Major Delavie produced his choice Tokay, a present from an old Hungarian brother-officer, and looked happier than since Aurelia’s departure. He was no match-maker, and speculated on no improbable contingencies for his daughter, but he beheld good hopes for the Delavie property and tenants in an heir such as this, and made over his simple loyal heart to the young man. Presently he inquired whether the unfortunate Mr. Belamour still maintained his seclusion.

“Yes, sir,” was the reply. “He still lives in two dark rooms with shutters and curtains excluding every ray of light. He keeps his bed for the greater part of the day, but sometimes, on a very dark night, will take a turn on the terrace.”

“Poor gentleman!” said Betty. “Has he no employment or occupation?”

“Mr. Wayland contrived a raised chess and draught board, and persuaded him to try a few games before we went abroad, but I do not know whether he has since continued it.”

“Does he admit any visits?”

“Oh no. He has been entirely shut up, except from the lawyer, Hargrave, on business.
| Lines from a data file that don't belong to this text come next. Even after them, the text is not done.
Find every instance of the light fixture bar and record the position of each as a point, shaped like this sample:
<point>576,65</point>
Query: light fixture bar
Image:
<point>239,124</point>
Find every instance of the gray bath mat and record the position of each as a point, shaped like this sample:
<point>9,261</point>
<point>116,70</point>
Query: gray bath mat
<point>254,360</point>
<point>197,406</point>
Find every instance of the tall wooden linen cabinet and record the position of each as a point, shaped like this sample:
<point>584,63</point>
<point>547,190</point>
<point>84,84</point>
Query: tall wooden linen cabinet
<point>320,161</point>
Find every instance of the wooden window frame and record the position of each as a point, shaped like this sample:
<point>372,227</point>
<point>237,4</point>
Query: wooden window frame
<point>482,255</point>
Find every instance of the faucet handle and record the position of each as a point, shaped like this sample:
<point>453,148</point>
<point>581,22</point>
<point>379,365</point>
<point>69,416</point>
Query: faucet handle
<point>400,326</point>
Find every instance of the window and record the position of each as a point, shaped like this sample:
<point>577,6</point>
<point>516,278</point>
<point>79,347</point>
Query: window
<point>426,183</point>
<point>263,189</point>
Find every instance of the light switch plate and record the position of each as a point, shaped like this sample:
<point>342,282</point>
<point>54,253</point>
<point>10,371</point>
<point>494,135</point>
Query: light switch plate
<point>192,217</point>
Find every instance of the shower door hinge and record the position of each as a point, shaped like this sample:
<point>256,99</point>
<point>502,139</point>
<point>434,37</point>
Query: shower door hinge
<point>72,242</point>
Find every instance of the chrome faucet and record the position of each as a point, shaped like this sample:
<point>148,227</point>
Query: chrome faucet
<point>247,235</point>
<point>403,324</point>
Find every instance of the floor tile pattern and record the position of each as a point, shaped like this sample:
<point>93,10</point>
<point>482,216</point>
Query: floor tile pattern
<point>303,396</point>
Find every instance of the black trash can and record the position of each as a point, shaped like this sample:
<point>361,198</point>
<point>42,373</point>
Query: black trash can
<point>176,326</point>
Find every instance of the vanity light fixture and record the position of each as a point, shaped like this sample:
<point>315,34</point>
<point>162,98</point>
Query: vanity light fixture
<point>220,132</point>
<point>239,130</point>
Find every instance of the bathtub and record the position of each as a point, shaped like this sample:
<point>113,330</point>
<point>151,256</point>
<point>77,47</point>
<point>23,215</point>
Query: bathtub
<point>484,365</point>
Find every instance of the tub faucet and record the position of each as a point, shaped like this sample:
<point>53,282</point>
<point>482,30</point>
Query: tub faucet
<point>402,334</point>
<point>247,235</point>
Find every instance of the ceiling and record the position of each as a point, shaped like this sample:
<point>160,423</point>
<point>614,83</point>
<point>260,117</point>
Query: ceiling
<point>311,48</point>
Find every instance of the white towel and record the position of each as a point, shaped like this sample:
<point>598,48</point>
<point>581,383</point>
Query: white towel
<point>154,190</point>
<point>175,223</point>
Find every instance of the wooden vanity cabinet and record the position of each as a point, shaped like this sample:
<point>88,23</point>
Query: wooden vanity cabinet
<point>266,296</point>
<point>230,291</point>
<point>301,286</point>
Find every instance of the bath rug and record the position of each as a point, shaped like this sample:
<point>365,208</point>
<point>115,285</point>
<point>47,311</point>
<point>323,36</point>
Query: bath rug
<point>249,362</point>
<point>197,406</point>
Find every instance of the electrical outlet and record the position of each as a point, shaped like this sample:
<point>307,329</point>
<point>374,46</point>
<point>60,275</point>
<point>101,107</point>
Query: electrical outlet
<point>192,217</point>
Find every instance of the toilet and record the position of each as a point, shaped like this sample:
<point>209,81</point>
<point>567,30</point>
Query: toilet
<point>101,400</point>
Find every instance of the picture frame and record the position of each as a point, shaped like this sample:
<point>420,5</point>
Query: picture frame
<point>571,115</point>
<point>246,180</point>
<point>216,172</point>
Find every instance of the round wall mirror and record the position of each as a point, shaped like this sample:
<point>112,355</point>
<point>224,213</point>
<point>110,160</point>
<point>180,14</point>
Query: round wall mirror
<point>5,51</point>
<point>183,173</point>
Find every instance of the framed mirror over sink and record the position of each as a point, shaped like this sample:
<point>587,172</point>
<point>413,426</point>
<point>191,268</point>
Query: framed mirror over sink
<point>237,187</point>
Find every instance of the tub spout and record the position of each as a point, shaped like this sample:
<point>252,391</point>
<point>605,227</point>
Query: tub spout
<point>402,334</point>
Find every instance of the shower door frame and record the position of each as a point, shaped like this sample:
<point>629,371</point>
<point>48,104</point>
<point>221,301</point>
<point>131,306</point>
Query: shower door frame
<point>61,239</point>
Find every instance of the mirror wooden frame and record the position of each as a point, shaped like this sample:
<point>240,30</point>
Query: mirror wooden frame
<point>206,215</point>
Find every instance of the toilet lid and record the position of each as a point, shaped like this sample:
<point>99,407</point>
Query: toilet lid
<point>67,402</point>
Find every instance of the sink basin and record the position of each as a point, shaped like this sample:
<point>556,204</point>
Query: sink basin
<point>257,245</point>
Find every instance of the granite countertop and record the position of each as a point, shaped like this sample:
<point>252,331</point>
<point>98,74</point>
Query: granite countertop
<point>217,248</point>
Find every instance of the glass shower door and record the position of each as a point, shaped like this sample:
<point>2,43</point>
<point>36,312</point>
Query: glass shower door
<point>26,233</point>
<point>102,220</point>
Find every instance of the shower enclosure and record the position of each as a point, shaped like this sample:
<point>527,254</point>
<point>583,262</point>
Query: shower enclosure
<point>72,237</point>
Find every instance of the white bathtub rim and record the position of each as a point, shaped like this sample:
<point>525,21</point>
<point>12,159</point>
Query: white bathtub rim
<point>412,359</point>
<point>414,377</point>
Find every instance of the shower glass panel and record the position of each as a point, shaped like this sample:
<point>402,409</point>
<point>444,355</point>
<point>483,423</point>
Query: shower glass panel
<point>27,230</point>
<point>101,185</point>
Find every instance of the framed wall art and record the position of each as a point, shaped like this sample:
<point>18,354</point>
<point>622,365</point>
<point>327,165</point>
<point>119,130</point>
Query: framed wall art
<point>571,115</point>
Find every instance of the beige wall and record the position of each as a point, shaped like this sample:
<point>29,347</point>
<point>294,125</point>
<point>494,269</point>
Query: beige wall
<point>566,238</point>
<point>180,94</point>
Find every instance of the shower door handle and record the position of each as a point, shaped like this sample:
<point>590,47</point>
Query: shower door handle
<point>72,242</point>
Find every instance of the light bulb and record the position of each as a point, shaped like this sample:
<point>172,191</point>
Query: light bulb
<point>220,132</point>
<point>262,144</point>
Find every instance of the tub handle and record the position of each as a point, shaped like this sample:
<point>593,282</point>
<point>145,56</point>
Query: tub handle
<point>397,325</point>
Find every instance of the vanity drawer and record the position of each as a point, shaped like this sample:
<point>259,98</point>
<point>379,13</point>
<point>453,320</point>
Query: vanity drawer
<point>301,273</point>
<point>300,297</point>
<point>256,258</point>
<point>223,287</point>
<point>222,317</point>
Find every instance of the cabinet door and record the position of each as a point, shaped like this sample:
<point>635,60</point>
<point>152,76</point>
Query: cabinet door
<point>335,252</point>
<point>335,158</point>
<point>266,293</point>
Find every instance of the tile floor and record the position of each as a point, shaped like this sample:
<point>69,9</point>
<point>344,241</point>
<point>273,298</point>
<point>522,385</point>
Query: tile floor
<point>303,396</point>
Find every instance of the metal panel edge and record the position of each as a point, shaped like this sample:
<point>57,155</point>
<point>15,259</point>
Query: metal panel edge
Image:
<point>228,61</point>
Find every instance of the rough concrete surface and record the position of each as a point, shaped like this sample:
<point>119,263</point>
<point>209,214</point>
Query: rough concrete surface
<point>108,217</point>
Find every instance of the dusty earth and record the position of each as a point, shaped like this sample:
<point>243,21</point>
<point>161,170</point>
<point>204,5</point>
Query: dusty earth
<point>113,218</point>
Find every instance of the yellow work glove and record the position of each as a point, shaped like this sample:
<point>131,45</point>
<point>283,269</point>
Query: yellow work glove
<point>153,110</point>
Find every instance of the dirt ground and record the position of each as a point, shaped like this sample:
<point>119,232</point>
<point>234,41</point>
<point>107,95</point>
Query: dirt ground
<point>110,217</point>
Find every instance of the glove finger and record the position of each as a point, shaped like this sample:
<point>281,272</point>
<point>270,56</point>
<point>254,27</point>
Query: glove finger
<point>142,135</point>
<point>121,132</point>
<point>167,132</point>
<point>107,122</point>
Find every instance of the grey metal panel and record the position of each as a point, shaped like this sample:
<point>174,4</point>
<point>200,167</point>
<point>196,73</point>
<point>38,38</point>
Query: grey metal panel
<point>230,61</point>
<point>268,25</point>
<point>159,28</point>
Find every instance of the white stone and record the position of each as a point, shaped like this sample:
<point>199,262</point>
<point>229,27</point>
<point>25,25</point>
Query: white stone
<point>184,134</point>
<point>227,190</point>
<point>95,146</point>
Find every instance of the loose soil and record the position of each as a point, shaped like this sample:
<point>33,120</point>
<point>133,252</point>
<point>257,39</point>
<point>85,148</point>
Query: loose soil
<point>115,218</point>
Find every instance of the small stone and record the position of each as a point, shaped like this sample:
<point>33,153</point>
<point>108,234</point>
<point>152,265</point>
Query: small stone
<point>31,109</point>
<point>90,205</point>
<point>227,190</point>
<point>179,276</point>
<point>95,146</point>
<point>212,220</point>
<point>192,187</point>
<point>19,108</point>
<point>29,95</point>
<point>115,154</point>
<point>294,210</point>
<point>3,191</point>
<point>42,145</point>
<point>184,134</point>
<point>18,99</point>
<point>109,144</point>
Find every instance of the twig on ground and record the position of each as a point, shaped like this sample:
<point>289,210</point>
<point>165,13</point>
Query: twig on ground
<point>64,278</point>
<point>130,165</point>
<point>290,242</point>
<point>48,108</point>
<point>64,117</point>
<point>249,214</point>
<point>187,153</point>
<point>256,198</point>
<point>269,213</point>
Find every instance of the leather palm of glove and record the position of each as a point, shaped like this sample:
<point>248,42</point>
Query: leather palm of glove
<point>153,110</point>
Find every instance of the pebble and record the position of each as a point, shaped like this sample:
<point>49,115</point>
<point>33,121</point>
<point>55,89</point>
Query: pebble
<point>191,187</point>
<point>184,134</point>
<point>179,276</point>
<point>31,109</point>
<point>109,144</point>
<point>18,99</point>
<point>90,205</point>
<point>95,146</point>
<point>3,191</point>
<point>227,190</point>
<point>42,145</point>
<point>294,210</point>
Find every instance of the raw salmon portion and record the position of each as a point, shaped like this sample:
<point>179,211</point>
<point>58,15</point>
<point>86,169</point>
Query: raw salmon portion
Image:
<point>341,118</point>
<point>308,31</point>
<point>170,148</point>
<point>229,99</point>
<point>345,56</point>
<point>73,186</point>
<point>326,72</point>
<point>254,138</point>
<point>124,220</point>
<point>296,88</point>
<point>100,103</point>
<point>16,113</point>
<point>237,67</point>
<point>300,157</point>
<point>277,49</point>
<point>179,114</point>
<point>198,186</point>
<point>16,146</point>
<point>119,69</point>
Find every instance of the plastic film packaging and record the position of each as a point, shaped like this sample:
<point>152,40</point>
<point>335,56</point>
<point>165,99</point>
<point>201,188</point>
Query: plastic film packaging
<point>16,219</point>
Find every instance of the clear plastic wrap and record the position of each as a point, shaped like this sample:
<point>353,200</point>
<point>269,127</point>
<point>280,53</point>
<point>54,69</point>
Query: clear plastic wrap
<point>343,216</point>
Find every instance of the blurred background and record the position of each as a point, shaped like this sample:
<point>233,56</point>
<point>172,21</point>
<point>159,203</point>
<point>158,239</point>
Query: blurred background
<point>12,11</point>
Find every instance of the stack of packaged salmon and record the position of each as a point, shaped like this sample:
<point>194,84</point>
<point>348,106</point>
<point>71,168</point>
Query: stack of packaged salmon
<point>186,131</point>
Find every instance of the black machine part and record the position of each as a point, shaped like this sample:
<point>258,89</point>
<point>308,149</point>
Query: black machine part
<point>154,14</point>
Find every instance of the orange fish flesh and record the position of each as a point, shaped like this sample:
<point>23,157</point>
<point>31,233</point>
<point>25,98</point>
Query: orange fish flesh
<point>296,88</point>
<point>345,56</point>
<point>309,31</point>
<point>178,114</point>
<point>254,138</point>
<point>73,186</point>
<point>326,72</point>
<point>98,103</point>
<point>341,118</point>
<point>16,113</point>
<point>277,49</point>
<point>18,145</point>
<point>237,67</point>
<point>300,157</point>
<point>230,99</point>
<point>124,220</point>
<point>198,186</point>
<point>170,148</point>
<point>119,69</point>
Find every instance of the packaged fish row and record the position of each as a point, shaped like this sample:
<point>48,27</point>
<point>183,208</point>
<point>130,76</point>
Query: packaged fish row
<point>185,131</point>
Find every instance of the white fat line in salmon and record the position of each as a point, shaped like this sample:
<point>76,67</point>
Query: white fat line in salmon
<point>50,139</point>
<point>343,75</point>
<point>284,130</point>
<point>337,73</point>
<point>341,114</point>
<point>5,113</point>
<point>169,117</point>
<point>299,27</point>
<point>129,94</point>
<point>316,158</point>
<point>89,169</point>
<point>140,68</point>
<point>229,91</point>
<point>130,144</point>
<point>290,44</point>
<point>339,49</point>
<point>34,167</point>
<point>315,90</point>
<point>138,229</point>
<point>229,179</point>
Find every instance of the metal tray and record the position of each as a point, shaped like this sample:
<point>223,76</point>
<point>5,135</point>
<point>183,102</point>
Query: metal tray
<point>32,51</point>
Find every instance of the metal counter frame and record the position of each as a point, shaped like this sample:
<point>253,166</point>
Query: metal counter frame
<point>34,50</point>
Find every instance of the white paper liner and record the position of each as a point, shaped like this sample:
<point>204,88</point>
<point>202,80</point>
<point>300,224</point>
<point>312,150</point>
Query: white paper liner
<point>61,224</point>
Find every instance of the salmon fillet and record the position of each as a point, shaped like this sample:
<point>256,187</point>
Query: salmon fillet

Mr. Wayland, indeed, strove to rouse him from his despondency, but without success, except that latterly he became willing to receive him.”

“Have you ever conversed with him?”

There was an ingenuous blush as the young man replied. “I fear I must confess myself remiss. Mr. Wayland has sometimes carried me with him to see my uncle, but not with my good will, and my mother objected lest it should break my spirits. However, when I left Gibraltar, my good father charged me to endeavour from time to time to enliven my uncle’s solitude, but there were impediments to my going to him, and I take shame to myself for not having striven to overcome them.”

“Rightly spoken, my young kinsman,” cried the Major. “There are no such impediments as a man’s own distaste.”

“And pity will remove that,” said Betty.

Soon after the removal of the cloth the ladies withdrew, and Eugene was called to his catechism, but he was soon released, for the Tokay had made her father sleepy, while it seemed to have emboldened Mr. Arden, since he came forth with direct intent to engross Harriet; and Sir Amyas wandered towards Betty, apologising for the interruption.